In Alaska, break up means a prelude to spring, when the river ice begins to thaw into big chunks and water starts to flow again. This used to often be a violent time when the water-born ice took out bridges, and a hopeful one that spawned the Nenana Ice Pool, when people would bet on the day and time that the ice would break.

I keep reminding myself that breaking up means change, motion, and renewal, and I've had do that a lot recently. My latest trip to Bangkok ended a 20-year love affair with that city and when I returned home, I began to separate myself from the Chinatown neighborhood where I have lived since 2004--with a hiatus of several years when I moved briefly back to Bangkok.

I believe that the day I stop changing my life in some significant manner is the day that I begin to die. Loss means a new beginning. Finding something new to love, to explore, to inhabit is a crucial process for me and I look for a chance to do that every few years. But it, up until now, has always been a matter of my own choice.

Leaving Chinatown became inevitable with my last rent increase but I was lucky to find a new spot to call my own in an area that is still relatively ungentrified, thanks to an old friend with a vacant guest room. Right now my days are schizoid ones--setting up a new space while dismantling the one in which I still live. The act of moving could easily be done in several journeys by taxi; the act of letting go is significantly more difficult. I tell myself I'm a quick 10-minute walk away from this place that I've loved. This is true but soon I won't be walking through a generous sprinkling of neon to get home at night.

Bangkok? I knew I'd find changes there on my first visit since the Junta took over but I had to see that for myself. Coups have come and gone in Thailand as a matter of routine in the past hundred years or so, but life on a daily level has gone unchanged. Not this time, not in Bangkok. Market by market, the city is being erased, and personal freedom is disappearing with it. It hurt me every day of the month that I was there, and for the first time ever I was happy to return to Hong Kong on my journey homeward.

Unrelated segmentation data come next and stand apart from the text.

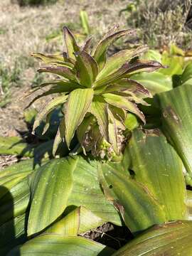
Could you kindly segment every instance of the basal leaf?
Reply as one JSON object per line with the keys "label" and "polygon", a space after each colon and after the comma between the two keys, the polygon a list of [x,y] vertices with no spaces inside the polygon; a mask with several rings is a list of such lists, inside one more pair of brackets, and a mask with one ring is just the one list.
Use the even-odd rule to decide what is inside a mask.
{"label": "basal leaf", "polygon": [[73,172],[76,164],[77,159],[55,159],[33,174],[28,235],[43,230],[63,213],[73,187]]}
{"label": "basal leaf", "polygon": [[119,210],[132,232],[140,231],[166,220],[159,202],[130,178],[121,163],[107,162],[99,166],[100,182],[107,198]]}
{"label": "basal leaf", "polygon": [[24,213],[29,205],[30,188],[27,177],[14,184],[9,190],[0,186],[0,193],[5,191],[0,199],[0,225]]}
{"label": "basal leaf", "polygon": [[158,95],[162,111],[163,130],[181,158],[187,171],[187,183],[192,185],[192,93],[187,82]]}
{"label": "basal leaf", "polygon": [[96,61],[86,51],[82,50],[75,53],[78,79],[80,83],[87,87],[90,87],[98,73],[98,66]]}
{"label": "basal leaf", "polygon": [[93,93],[92,89],[77,89],[69,95],[65,106],[65,141],[68,147],[76,129],[90,107]]}
{"label": "basal leaf", "polygon": [[159,130],[134,130],[129,152],[133,178],[158,201],[166,220],[186,219],[182,161],[165,137]]}
{"label": "basal leaf", "polygon": [[128,242],[112,255],[191,255],[191,221],[179,220],[156,225]]}
{"label": "basal leaf", "polygon": [[109,142],[112,145],[113,149],[117,154],[119,154],[118,149],[118,134],[117,134],[117,121],[114,119],[114,117],[108,107],[108,130],[109,130]]}
{"label": "basal leaf", "polygon": [[112,249],[91,240],[81,237],[63,236],[55,234],[41,235],[21,247],[11,250],[7,256],[33,255],[75,255],[108,256],[114,252]]}
{"label": "basal leaf", "polygon": [[104,220],[83,206],[78,207],[48,228],[45,233],[78,235],[102,225]]}
{"label": "basal leaf", "polygon": [[100,188],[97,162],[81,156],[52,160],[34,173],[31,182],[28,235],[50,226],[63,212],[65,215],[65,210],[68,213],[71,206],[82,206],[104,222],[121,225],[117,212]]}

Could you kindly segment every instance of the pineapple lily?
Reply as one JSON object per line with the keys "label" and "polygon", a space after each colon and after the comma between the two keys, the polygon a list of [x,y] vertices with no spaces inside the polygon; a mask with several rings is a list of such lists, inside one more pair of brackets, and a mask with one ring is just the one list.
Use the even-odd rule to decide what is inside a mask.
{"label": "pineapple lily", "polygon": [[32,54],[47,64],[38,72],[50,73],[61,78],[43,83],[32,91],[50,85],[32,102],[41,97],[60,93],[43,107],[33,129],[34,133],[46,118],[45,133],[52,112],[57,106],[63,105],[63,117],[55,139],[53,154],[62,141],[65,140],[70,148],[76,132],[85,154],[91,151],[95,156],[114,158],[124,149],[127,113],[136,114],[145,122],[137,104],[147,105],[144,99],[151,97],[151,94],[130,77],[138,72],[151,72],[164,67],[157,61],[139,59],[138,56],[147,50],[146,46],[123,50],[107,58],[107,48],[112,42],[134,33],[132,30],[115,32],[117,28],[111,29],[95,47],[91,47],[91,38],[80,47],[73,33],[64,27],[66,53]]}

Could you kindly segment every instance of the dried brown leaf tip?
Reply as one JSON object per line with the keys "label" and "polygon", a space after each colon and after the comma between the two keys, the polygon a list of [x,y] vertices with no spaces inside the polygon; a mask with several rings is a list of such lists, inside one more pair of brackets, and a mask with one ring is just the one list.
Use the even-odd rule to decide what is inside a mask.
{"label": "dried brown leaf tip", "polygon": [[[60,95],[40,111],[33,127],[34,131],[54,108],[64,107],[65,125],[59,128],[54,153],[63,139],[69,147],[76,132],[85,153],[91,151],[94,156],[112,159],[121,154],[127,140],[124,121],[127,113],[133,113],[145,122],[137,104],[147,105],[144,99],[151,94],[132,80],[132,75],[164,67],[157,61],[139,60],[139,55],[147,50],[146,46],[123,50],[107,57],[108,48],[114,41],[135,33],[117,28],[116,26],[110,30],[92,48],[91,38],[80,46],[73,33],[64,27],[66,53],[31,54],[46,64],[38,72],[60,77],[53,82],[40,85],[38,90],[43,87],[44,92],[47,85],[49,87],[38,98],[57,92]],[[60,134],[63,134],[60,138]]]}

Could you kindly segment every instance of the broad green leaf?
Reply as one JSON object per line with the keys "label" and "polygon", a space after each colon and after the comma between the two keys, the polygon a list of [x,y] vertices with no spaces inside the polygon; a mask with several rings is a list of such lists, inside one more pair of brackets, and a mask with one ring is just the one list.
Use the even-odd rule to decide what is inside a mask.
{"label": "broad green leaf", "polygon": [[70,31],[65,26],[63,27],[64,39],[67,48],[68,57],[75,59],[74,53],[79,51],[80,48],[78,46],[75,39]]}
{"label": "broad green leaf", "polygon": [[38,73],[50,73],[60,75],[70,80],[76,81],[75,73],[68,68],[63,66],[46,66],[42,67],[37,70]]}
{"label": "broad green leaf", "polygon": [[145,230],[166,221],[164,209],[146,187],[130,178],[121,163],[99,166],[100,182],[107,198],[119,210],[132,232]]}
{"label": "broad green leaf", "polygon": [[0,154],[11,154],[32,157],[33,147],[18,137],[0,137]]}
{"label": "broad green leaf", "polygon": [[98,74],[97,63],[85,50],[77,53],[75,56],[78,79],[82,85],[91,87]]}
{"label": "broad green leaf", "polygon": [[124,30],[116,32],[104,39],[101,40],[93,53],[93,58],[98,63],[100,70],[102,69],[106,62],[106,53],[108,49],[108,47],[118,38],[127,36],[132,35],[134,33],[134,31],[132,30]]}
{"label": "broad green leaf", "polygon": [[[32,202],[28,235],[43,230],[55,221],[66,208],[73,186],[73,172],[77,159],[55,159],[39,169],[32,178]],[[65,196],[64,196],[65,195]]]}
{"label": "broad green leaf", "polygon": [[4,191],[4,196],[0,199],[0,225],[2,225],[26,211],[30,200],[28,178],[23,178],[9,191],[0,186],[0,191]]}
{"label": "broad green leaf", "polygon": [[0,255],[6,254],[15,246],[25,242],[27,240],[25,230],[27,214],[24,213],[12,218],[0,226]]}
{"label": "broad green leaf", "polygon": [[7,256],[75,255],[107,256],[114,250],[81,237],[65,237],[55,234],[41,235],[11,250]]}
{"label": "broad green leaf", "polygon": [[33,133],[34,134],[36,128],[40,125],[41,122],[46,115],[53,110],[58,105],[63,104],[68,99],[68,96],[63,95],[52,100],[50,102],[46,103],[42,110],[38,113],[33,127]]}
{"label": "broad green leaf", "polygon": [[102,135],[108,141],[107,103],[102,97],[94,97],[90,112],[95,117]]}
{"label": "broad green leaf", "polygon": [[159,72],[151,73],[142,72],[133,75],[131,78],[143,85],[152,95],[166,92],[173,88],[171,78]]}
{"label": "broad green leaf", "polygon": [[134,103],[130,102],[124,97],[112,93],[105,93],[103,94],[103,97],[107,103],[135,114],[145,123],[145,118],[143,113]]}
{"label": "broad green leaf", "polygon": [[65,141],[68,147],[75,130],[90,107],[93,94],[92,89],[77,89],[69,95],[65,106]]}
{"label": "broad green leaf", "polygon": [[57,149],[59,144],[62,141],[64,141],[65,139],[65,117],[63,117],[60,122],[58,129],[56,134],[56,136],[54,139],[54,143],[53,146],[53,155],[55,156]]}
{"label": "broad green leaf", "polygon": [[134,130],[129,143],[133,178],[161,206],[167,220],[187,218],[181,159],[159,130]]}
{"label": "broad green leaf", "polygon": [[187,171],[187,183],[192,186],[192,102],[190,84],[178,86],[158,95],[162,110],[163,130]]}
{"label": "broad green leaf", "polygon": [[48,228],[45,233],[78,235],[99,227],[104,222],[102,218],[93,214],[90,210],[80,206]]}
{"label": "broad green leaf", "polygon": [[192,221],[154,226],[122,247],[113,256],[189,256],[192,254]]}
{"label": "broad green leaf", "polygon": [[120,152],[118,149],[118,134],[117,134],[117,127],[116,124],[116,120],[108,108],[108,130],[109,130],[109,142],[112,145],[113,149],[115,154],[119,154]]}
{"label": "broad green leaf", "polygon": [[26,159],[21,161],[18,163],[14,164],[4,168],[0,171],[1,185],[4,182],[4,178],[9,176],[11,178],[12,176],[26,173],[26,176],[31,172],[33,169],[33,159]]}
{"label": "broad green leaf", "polygon": [[137,49],[123,50],[114,54],[108,59],[103,69],[100,72],[97,79],[105,78],[106,75],[117,70],[126,62],[131,60],[132,58],[139,55],[141,53],[147,50],[147,47],[142,46]]}
{"label": "broad green leaf", "polygon": [[52,160],[34,173],[28,235],[48,228],[74,206],[82,206],[104,222],[121,225],[118,213],[101,190],[97,167],[96,161],[76,156]]}
{"label": "broad green leaf", "polygon": [[65,57],[63,53],[55,54],[43,54],[33,53],[31,55],[32,57],[40,59],[46,64],[58,64],[65,65],[69,68],[73,68],[74,65],[70,63],[70,60]]}

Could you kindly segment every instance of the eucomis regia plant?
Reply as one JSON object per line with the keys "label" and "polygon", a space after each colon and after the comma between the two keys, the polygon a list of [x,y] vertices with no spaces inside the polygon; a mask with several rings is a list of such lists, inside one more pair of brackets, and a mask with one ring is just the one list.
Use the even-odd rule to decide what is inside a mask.
{"label": "eucomis regia plant", "polygon": [[73,33],[64,27],[66,52],[32,54],[46,63],[38,70],[39,73],[58,75],[58,80],[36,88],[35,92],[43,88],[43,93],[33,100],[59,93],[40,110],[33,125],[34,132],[42,119],[46,118],[46,132],[51,112],[58,105],[62,106],[63,117],[55,139],[53,154],[62,141],[70,148],[76,132],[85,154],[91,151],[94,156],[102,159],[118,157],[127,141],[124,122],[127,113],[134,113],[145,123],[144,115],[137,105],[147,105],[144,99],[150,97],[151,94],[130,77],[141,71],[154,71],[163,65],[158,61],[139,58],[147,50],[146,46],[120,50],[107,58],[107,48],[114,41],[134,33],[132,30],[117,29],[114,26],[108,31],[96,46],[92,46],[90,38],[79,46]]}

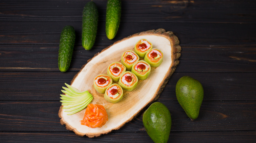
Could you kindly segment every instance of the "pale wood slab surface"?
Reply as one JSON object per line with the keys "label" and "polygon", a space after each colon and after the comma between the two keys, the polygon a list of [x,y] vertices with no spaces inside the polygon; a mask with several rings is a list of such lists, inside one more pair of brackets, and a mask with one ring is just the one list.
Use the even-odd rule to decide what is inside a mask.
{"label": "pale wood slab surface", "polygon": [[[93,81],[99,74],[106,74],[108,66],[113,62],[120,62],[122,54],[128,50],[134,50],[136,43],[145,39],[152,42],[154,48],[163,53],[163,61],[160,66],[151,68],[149,76],[139,80],[135,89],[131,92],[124,90],[123,97],[117,103],[105,100],[103,94],[94,88]],[[109,120],[101,128],[91,128],[81,125],[85,109],[72,115],[67,115],[65,109],[60,108],[61,122],[69,130],[81,136],[94,137],[117,130],[133,119],[146,106],[156,100],[179,63],[181,47],[177,37],[172,32],[160,29],[141,32],[115,42],[102,50],[85,64],[74,77],[72,86],[81,91],[89,90],[94,96],[92,103],[103,105]]]}

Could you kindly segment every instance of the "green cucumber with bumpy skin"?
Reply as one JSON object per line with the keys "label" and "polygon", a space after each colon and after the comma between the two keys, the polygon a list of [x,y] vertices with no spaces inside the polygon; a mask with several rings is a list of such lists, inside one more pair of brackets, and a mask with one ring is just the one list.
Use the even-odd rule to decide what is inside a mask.
{"label": "green cucumber with bumpy skin", "polygon": [[84,6],[82,25],[82,45],[85,50],[90,50],[94,44],[98,15],[98,8],[94,2],[91,1]]}
{"label": "green cucumber with bumpy skin", "polygon": [[121,0],[108,0],[106,14],[106,34],[113,39],[117,34],[121,19]]}
{"label": "green cucumber with bumpy skin", "polygon": [[59,69],[61,72],[66,71],[70,65],[75,39],[74,27],[70,25],[65,26],[60,34],[58,58]]}

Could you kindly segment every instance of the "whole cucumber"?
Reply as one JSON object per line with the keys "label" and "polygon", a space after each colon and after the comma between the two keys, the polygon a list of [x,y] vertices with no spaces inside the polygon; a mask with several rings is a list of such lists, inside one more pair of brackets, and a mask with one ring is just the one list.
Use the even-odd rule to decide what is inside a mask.
{"label": "whole cucumber", "polygon": [[121,19],[121,0],[108,0],[106,14],[106,35],[113,39],[117,34]]}
{"label": "whole cucumber", "polygon": [[59,69],[61,72],[66,71],[70,65],[75,39],[74,27],[70,25],[65,26],[60,34],[58,59]]}
{"label": "whole cucumber", "polygon": [[98,8],[94,2],[87,3],[83,11],[82,44],[86,50],[92,49],[95,41],[98,19]]}

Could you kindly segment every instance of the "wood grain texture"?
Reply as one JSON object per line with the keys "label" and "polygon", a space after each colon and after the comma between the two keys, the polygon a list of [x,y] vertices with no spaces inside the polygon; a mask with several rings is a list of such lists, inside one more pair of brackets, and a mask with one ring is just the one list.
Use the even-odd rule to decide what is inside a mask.
{"label": "wood grain texture", "polygon": [[[40,142],[83,143],[85,140],[91,143],[117,143],[124,142],[140,143],[152,142],[146,133],[142,132],[124,133],[115,132],[97,138],[88,138],[74,135],[71,133],[19,132],[0,133],[0,138],[3,142]],[[228,141],[232,142],[253,142],[255,139],[255,131],[222,132],[187,132],[170,133],[169,140],[174,142],[222,142]],[[235,135],[230,136],[230,135]],[[215,137],[218,136],[218,138]],[[115,140],[110,139],[114,138]]]}
{"label": "wood grain texture", "polygon": [[[182,61],[181,61],[181,62]],[[182,64],[180,62],[179,65]],[[194,65],[198,65],[196,63]],[[181,71],[178,66],[161,93],[164,101],[177,101],[175,87],[179,79],[189,75],[197,79],[204,89],[204,100],[208,101],[255,101],[254,72],[193,72]],[[184,69],[185,68],[183,68]],[[70,84],[76,72],[0,72],[2,101],[60,100],[64,83]],[[34,89],[36,89],[35,90]]]}
{"label": "wood grain texture", "polygon": [[[165,99],[160,96],[156,101],[166,105],[169,109],[172,116],[172,132],[253,131],[256,127],[256,103],[253,101],[203,101],[198,119],[192,121],[177,101]],[[61,105],[58,101],[1,101],[1,131],[69,132],[65,125],[60,124],[56,114]],[[142,118],[146,109],[130,122],[112,132],[146,133]],[[102,136],[107,136],[107,135]]]}
{"label": "wood grain texture", "polygon": [[[81,45],[81,22],[1,22],[0,44],[39,44],[58,45],[59,36],[63,27],[67,25],[73,26],[76,32],[76,45]],[[99,28],[94,47],[122,39],[134,33],[150,29],[163,28],[173,32],[180,40],[181,45],[198,45],[210,46],[235,45],[238,44],[255,45],[256,32],[252,23],[166,23],[154,21],[125,23],[121,21],[118,32],[112,40],[105,36],[104,22],[99,22]],[[221,29],[221,30],[219,29]],[[235,30],[234,30],[235,29]],[[245,32],[245,31],[246,31]],[[196,34],[195,34],[196,33]],[[238,36],[239,35],[239,36]],[[106,44],[108,46],[109,44]],[[103,48],[103,49],[104,48]]]}
{"label": "wood grain texture", "polygon": [[[139,80],[132,91],[124,91],[123,99],[117,103],[106,101],[103,94],[98,93],[93,87],[94,79],[99,74],[106,74],[109,65],[114,62],[120,62],[123,53],[127,50],[133,50],[136,43],[143,39],[150,41],[154,48],[164,53],[161,66],[152,67],[150,76],[145,80]],[[89,137],[98,136],[120,129],[158,98],[179,64],[181,50],[179,43],[172,32],[160,29],[135,34],[103,49],[84,65],[74,77],[71,85],[80,91],[89,91],[94,97],[92,103],[104,106],[108,120],[100,128],[89,128],[81,126],[79,121],[84,116],[84,110],[68,115],[65,110],[60,108],[59,116],[61,118],[61,123],[66,125],[67,129],[74,131],[76,134]]]}
{"label": "wood grain texture", "polygon": [[[256,140],[256,1],[123,0],[120,27],[105,36],[106,1],[98,8],[93,49],[81,45],[82,12],[89,0],[1,1],[0,140],[15,142],[152,142],[142,122],[143,109],[117,130],[81,137],[61,124],[57,113],[64,83],[114,42],[134,33],[163,28],[182,47],[180,63],[156,100],[172,114],[169,142],[254,142]],[[57,68],[63,27],[77,39],[69,70]],[[199,114],[191,122],[175,94],[177,81],[190,76],[203,85]]]}
{"label": "wood grain texture", "polygon": [[[94,54],[113,42],[104,44],[108,43],[108,45],[102,44],[89,51],[85,50],[81,45],[76,46],[68,72],[78,72]],[[179,72],[249,72],[255,71],[256,48],[253,46],[183,45],[182,48],[180,58],[182,61],[180,64],[182,66],[179,66]],[[58,49],[58,45],[3,45],[0,50],[2,62],[0,70],[59,72]],[[237,68],[238,66],[240,68]]]}

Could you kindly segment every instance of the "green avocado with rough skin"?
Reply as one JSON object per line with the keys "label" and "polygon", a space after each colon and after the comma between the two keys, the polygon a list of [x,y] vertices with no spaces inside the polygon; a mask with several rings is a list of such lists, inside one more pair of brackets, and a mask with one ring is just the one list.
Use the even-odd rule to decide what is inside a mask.
{"label": "green avocado with rough skin", "polygon": [[198,117],[203,98],[203,89],[198,80],[184,76],[176,85],[176,96],[180,104],[192,120]]}
{"label": "green avocado with rough skin", "polygon": [[159,102],[152,103],[143,114],[142,121],[148,135],[155,143],[167,142],[172,119],[165,105]]}

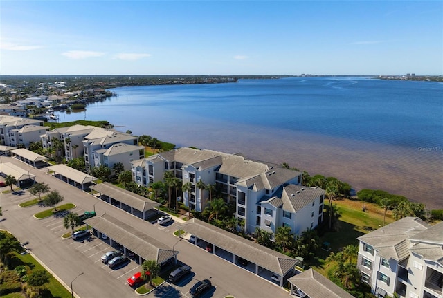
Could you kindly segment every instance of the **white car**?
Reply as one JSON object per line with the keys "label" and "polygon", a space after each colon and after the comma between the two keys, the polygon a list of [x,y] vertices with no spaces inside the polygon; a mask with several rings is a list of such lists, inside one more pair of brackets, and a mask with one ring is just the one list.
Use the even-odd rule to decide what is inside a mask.
{"label": "white car", "polygon": [[166,223],[168,223],[172,220],[172,216],[170,215],[163,215],[160,218],[157,219],[157,223],[159,225],[164,225]]}

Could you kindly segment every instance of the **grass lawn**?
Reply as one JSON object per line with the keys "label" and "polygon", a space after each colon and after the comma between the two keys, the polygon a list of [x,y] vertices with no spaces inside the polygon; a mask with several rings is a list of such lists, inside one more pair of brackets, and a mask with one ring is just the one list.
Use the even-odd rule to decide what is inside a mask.
{"label": "grass lawn", "polygon": [[[325,204],[328,203],[325,200]],[[323,275],[326,275],[324,268],[325,260],[331,252],[337,252],[341,248],[348,245],[358,245],[357,238],[377,230],[383,225],[383,209],[377,204],[365,203],[365,211],[362,211],[363,202],[349,199],[333,201],[338,207],[341,214],[338,232],[327,232],[320,237],[322,242],[329,242],[330,250],[319,249],[314,260],[308,265]],[[394,221],[390,212],[386,212],[386,225]]]}
{"label": "grass lawn", "polygon": [[39,200],[38,198],[35,198],[33,200],[30,200],[30,201],[28,201],[27,202],[24,202],[24,203],[21,203],[21,204],[19,204],[19,206],[20,206],[20,207],[33,206],[35,205],[38,204],[39,203],[39,201],[40,201],[40,200]]}
{"label": "grass lawn", "polygon": [[[30,254],[21,255],[20,254],[15,253],[16,259],[15,262],[17,264],[14,264],[14,267],[19,265],[28,265],[30,269],[33,270],[44,270],[44,268],[37,262],[35,259]],[[66,290],[62,284],[58,282],[54,277],[51,277],[49,279],[49,283],[47,284],[48,288],[51,292],[50,295],[45,295],[45,297],[57,297],[57,298],[69,298],[71,297],[71,292]],[[9,296],[6,296],[9,297]],[[22,296],[10,296],[11,298],[21,297]]]}
{"label": "grass lawn", "polygon": [[71,203],[67,204],[61,205],[57,207],[57,211],[54,211],[54,208],[51,208],[47,210],[42,211],[34,214],[38,219],[46,218],[46,217],[52,216],[54,214],[62,211],[69,210],[75,207],[75,205]]}

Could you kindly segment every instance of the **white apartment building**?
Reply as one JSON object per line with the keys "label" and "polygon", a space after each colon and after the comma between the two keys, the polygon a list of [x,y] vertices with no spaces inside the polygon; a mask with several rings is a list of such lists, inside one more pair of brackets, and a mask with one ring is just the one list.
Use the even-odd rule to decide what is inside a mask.
{"label": "white apartment building", "polygon": [[[0,115],[0,139],[1,140],[1,145],[15,146],[16,144],[19,143],[20,142],[17,141],[15,132],[10,135],[10,131],[12,130],[18,131],[18,130],[28,125],[40,127],[42,130],[44,130],[43,121],[41,120],[9,115]],[[33,134],[30,134],[30,136],[31,135]],[[17,136],[19,136],[17,135]],[[15,144],[15,145],[12,144]]]}
{"label": "white apartment building", "polygon": [[406,217],[358,239],[357,266],[377,297],[443,298],[443,223]]}
{"label": "white apartment building", "polygon": [[[316,227],[318,221],[323,220],[324,191],[298,188],[301,173],[281,165],[248,160],[238,154],[186,147],[131,164],[133,180],[139,185],[147,187],[150,183],[162,181],[168,170],[173,171],[183,184],[190,183],[191,191],[185,192],[183,197],[184,204],[191,210],[201,212],[210,198],[208,190],[198,188],[198,182],[215,185],[219,196],[226,203],[235,203],[235,216],[245,221],[248,233],[253,232],[257,227],[275,232],[278,226],[289,224],[293,232],[298,234],[306,228]],[[284,205],[275,203],[277,198],[282,201],[283,194],[289,192],[290,195],[302,188],[302,192],[297,196],[291,199],[284,197],[283,200],[287,201]],[[212,197],[215,197],[215,193]],[[275,204],[269,203],[270,200]],[[268,207],[274,211],[272,219],[267,218],[265,214]],[[273,223],[272,228],[266,225],[268,221]]]}
{"label": "white apartment building", "polygon": [[10,129],[8,133],[10,145],[17,147],[19,145],[28,147],[29,144],[40,140],[40,135],[46,132],[48,127],[39,125],[25,125],[21,129]]}
{"label": "white apartment building", "polygon": [[112,169],[116,163],[121,162],[125,171],[131,170],[131,162],[145,157],[145,147],[124,143],[113,144],[108,149],[96,150],[93,154],[93,167],[105,165]]}
{"label": "white apartment building", "polygon": [[[96,127],[91,133],[84,136],[84,140],[82,142],[84,163],[87,169],[89,169],[96,166],[96,164],[94,163],[94,156],[96,155],[97,157],[96,160],[100,161],[98,156],[104,154],[103,149],[108,149],[114,144],[120,143],[136,146],[138,145],[138,138],[127,133]],[[99,153],[96,153],[96,151]],[[137,152],[134,160],[140,159],[140,156]]]}

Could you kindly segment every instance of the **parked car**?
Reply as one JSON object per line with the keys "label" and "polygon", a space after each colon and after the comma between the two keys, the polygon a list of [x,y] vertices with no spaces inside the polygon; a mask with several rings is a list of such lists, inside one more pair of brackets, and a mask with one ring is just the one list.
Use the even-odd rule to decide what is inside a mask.
{"label": "parked car", "polygon": [[115,258],[116,257],[120,256],[121,252],[118,252],[116,250],[111,250],[110,252],[107,252],[106,254],[103,254],[101,257],[102,262],[105,264],[107,263],[109,261]]}
{"label": "parked car", "polygon": [[176,283],[183,277],[191,272],[191,268],[187,265],[179,267],[169,274],[169,280],[172,283]]}
{"label": "parked car", "polygon": [[129,260],[128,257],[125,255],[117,256],[108,262],[108,266],[112,269]]}
{"label": "parked car", "polygon": [[213,245],[211,243],[208,243],[206,245],[206,251],[208,251],[208,252],[213,252]]}
{"label": "parked car", "polygon": [[273,281],[275,281],[278,283],[280,283],[280,277],[277,273],[273,273],[272,275],[271,276],[271,279],[272,279]]}
{"label": "parked car", "polygon": [[195,243],[195,236],[191,235],[191,236],[189,237],[189,242],[191,243]]}
{"label": "parked car", "polygon": [[87,231],[86,230],[80,230],[80,231],[74,232],[74,234],[72,234],[71,237],[74,240],[78,240],[89,234],[89,231]]}
{"label": "parked car", "polygon": [[249,261],[245,260],[243,258],[238,258],[238,263],[242,266],[246,266],[249,263]]}
{"label": "parked car", "polygon": [[172,216],[170,215],[163,215],[160,218],[157,219],[159,225],[164,225],[166,223],[169,223],[172,220]]}
{"label": "parked car", "polygon": [[[146,272],[145,272],[145,274],[146,275],[149,275],[150,272],[147,271]],[[132,277],[127,279],[127,283],[132,287],[137,286],[139,283],[141,283],[143,281],[143,279],[142,278],[142,276],[141,276],[141,272],[136,273]]]}
{"label": "parked car", "polygon": [[211,286],[212,285],[209,279],[204,279],[192,286],[192,288],[189,290],[189,293],[192,298],[199,297],[204,292],[209,290]]}

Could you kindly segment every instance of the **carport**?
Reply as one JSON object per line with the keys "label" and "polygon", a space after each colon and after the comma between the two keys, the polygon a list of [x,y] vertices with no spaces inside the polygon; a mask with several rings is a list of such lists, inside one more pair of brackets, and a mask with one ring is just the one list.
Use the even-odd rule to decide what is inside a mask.
{"label": "carport", "polygon": [[[354,298],[354,296],[312,268],[288,279],[291,294],[309,298]],[[300,290],[302,292],[300,292]]]}
{"label": "carport", "polygon": [[[150,213],[158,214],[160,212],[161,203],[107,182],[92,185],[90,188],[98,192],[100,199],[110,204],[113,201],[117,201],[120,209],[143,220],[150,217]],[[157,208],[157,210],[154,208]]]}
{"label": "carport", "polygon": [[283,286],[283,278],[293,271],[298,263],[293,258],[197,218],[179,225],[178,228],[195,236],[195,245],[198,239],[213,244],[213,254],[217,254],[219,249],[232,253],[233,257],[230,261],[234,263],[237,263],[238,257],[253,263],[255,264],[255,274],[257,275],[262,269],[279,274],[280,286]]}
{"label": "carport", "polygon": [[88,192],[91,185],[97,180],[96,177],[73,169],[65,165],[55,165],[48,167],[48,171],[52,171],[54,177],[68,183],[77,188]]}
{"label": "carport", "polygon": [[145,260],[155,260],[161,266],[172,258],[177,263],[178,251],[106,213],[84,221],[97,231],[98,237],[102,234],[106,234],[110,239],[111,246],[116,243],[123,246],[125,254],[127,250],[136,254],[139,264]]}
{"label": "carport", "polygon": [[10,151],[12,157],[34,167],[43,167],[48,165],[48,158],[42,155],[28,150],[24,148],[16,149]]}
{"label": "carport", "polygon": [[0,163],[0,173],[14,177],[17,180],[17,185],[21,188],[32,185],[35,183],[35,175],[11,162]]}

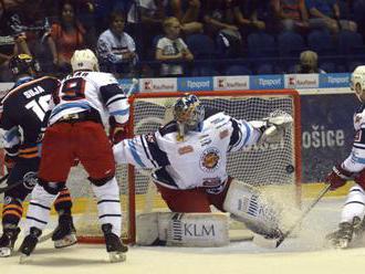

I still can't write about the city that I've lost, not yet. Instead I focus on putting objects into bags, assembling furniture from Ikea at the new house, finding new facets of the neighborhood that will soon be mine.

It's Break Up time. Bridges will be broken, but not burned,


2 comments:

Amanda said...

I can feel the pain.

Sherry said...

Poignant and exciting..... Leaving your cocoon for the freedom of the next stage. Open your wings again and soar.